El cuarto día estaba yo realizando mi turno de tarde. Me tocó retirar unos servicios de té que habíamos servido en dos de las mesas del vestíbulo. Llegué allí con una bandeja y, de pronto la vi por la ventana. Estaba de pie en la acera de la entrada del hotel. De pronto se detuvo un coche deportivo. Lo conducía un tipo que tenía pinta de playboy. Llevaba su pelo rubio artísticamente despeinado.

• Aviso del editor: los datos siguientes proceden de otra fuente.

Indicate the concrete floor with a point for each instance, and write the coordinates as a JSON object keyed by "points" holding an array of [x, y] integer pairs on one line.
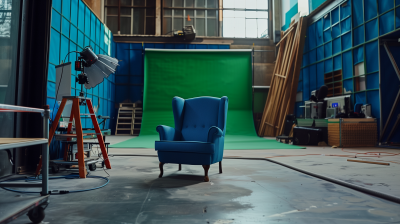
{"points": [[248, 191], [323, 160]]}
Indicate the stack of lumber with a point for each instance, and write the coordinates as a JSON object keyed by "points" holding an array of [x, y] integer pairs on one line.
{"points": [[282, 95]]}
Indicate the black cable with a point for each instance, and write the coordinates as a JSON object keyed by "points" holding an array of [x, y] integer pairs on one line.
{"points": [[98, 152], [170, 32]]}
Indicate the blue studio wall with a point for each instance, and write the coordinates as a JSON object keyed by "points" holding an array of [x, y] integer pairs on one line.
{"points": [[345, 37], [129, 77], [74, 26]]}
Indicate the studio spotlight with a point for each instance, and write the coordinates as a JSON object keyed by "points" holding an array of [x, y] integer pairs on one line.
{"points": [[94, 68]]}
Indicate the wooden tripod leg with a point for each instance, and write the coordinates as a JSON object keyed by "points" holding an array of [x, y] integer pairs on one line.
{"points": [[52, 131], [161, 165], [206, 168], [98, 133], [79, 138], [71, 118]]}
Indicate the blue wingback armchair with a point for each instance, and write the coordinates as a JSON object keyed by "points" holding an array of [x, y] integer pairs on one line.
{"points": [[198, 136]]}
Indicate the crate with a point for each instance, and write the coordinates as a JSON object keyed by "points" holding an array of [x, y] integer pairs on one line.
{"points": [[352, 132]]}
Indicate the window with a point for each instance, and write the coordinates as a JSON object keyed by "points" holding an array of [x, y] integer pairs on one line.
{"points": [[136, 16], [9, 46], [245, 18], [202, 14]]}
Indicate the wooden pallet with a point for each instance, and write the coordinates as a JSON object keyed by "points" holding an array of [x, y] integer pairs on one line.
{"points": [[282, 95], [129, 119]]}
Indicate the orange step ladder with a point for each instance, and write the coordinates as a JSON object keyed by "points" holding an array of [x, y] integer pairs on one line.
{"points": [[75, 113]]}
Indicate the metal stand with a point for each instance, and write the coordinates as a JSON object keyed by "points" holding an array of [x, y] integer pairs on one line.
{"points": [[396, 101]]}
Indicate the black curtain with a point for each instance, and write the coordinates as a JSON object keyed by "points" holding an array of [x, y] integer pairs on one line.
{"points": [[32, 75]]}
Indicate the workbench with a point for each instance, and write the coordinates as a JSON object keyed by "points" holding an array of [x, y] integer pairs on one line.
{"points": [[12, 207]]}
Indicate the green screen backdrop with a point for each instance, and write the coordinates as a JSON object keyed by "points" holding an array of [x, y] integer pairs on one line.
{"points": [[195, 73]]}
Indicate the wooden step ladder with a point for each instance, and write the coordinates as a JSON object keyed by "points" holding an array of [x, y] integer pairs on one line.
{"points": [[129, 119]]}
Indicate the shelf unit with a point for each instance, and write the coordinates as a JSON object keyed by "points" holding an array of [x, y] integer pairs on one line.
{"points": [[13, 207], [129, 119], [333, 80]]}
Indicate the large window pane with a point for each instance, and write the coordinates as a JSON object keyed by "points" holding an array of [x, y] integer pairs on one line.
{"points": [[178, 23], [168, 3], [240, 27], [251, 28], [229, 3], [126, 2], [200, 27], [168, 12], [178, 3], [138, 21], [167, 25], [150, 26], [151, 3], [262, 4], [125, 11], [212, 4], [188, 23], [262, 14], [211, 27], [9, 29], [112, 2], [262, 26], [150, 12], [251, 4], [240, 14], [200, 13], [125, 25], [229, 27], [190, 13], [246, 17], [201, 3], [178, 12], [112, 11], [138, 2], [240, 4], [112, 23], [212, 13], [251, 14], [189, 3]]}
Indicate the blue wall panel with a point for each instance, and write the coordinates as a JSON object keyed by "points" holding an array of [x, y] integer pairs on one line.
{"points": [[350, 33], [73, 27], [358, 14], [371, 9], [371, 30]]}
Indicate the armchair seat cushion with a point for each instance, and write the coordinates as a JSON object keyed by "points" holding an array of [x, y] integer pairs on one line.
{"points": [[185, 146]]}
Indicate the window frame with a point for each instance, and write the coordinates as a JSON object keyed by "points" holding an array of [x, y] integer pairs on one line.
{"points": [[132, 6], [194, 8]]}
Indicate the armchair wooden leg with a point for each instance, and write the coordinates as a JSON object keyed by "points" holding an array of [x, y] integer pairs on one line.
{"points": [[206, 168], [161, 165]]}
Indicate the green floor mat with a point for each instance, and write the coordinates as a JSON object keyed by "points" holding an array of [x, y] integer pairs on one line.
{"points": [[232, 142], [194, 73]]}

Poseía un rostro anguloso y cubría sus ojos con unas gafas negras que por su diseño debían ser las que llevan las estrellas hollywoodenses. Ella le dedicó una sonrisa derretida, una sonrisa como yo habría deseado me dedicara a mí. Él dobló el cuerpo al tiempo que por la puerta abierta ella entraba en el coche y le daba el beso en la boca que yo había querido darle cuando estuvimos juntos en la playa. El beso quizás duró un minuto, aunque a mí me pareció una hora. Se fueron y yo recogí los servicios y los llevé a la cocina. Dentro de mí sentía muchas cosas malas: envidia, rabia, frustración.

Me crucé con ella al día siguiente cuando ella entró en la cocina a entregarle unos papeles al chef. Giró el rostro para evitar mirarme y saludarme.

Fue un gesto innecesario por su parte. Yo ya me había dado cuenta de que rostro no era ni la mitad de hermoso que yo lo había visto anteriormente. Tenía la nariz demasiado larga para mi gusto, los ojos demasiado pegados a ella y los labios poco carnosos y sensuales. Y mientras se alejaba pude verla bien por detrás. Era paticorta, tenía el culo descolgado y las pantorrillas demasiado gruesas para poder considerarse bonitas.

Desapareció por la puerta que daba al comedor.  Yo quedé totalmente decepcionado. Había dejado de verla deseable hasta el punto de pensar: <<Ahora mismo ni que ella me lo pidiese de rodillas querría yo besarla>>. Fue asombroso lo ocurrido conmigo: pues en una sola semana pasé de las bisoñez a la madurez.

No existe nada mejor que un desengaño para tener una visión muy clara de la realidad.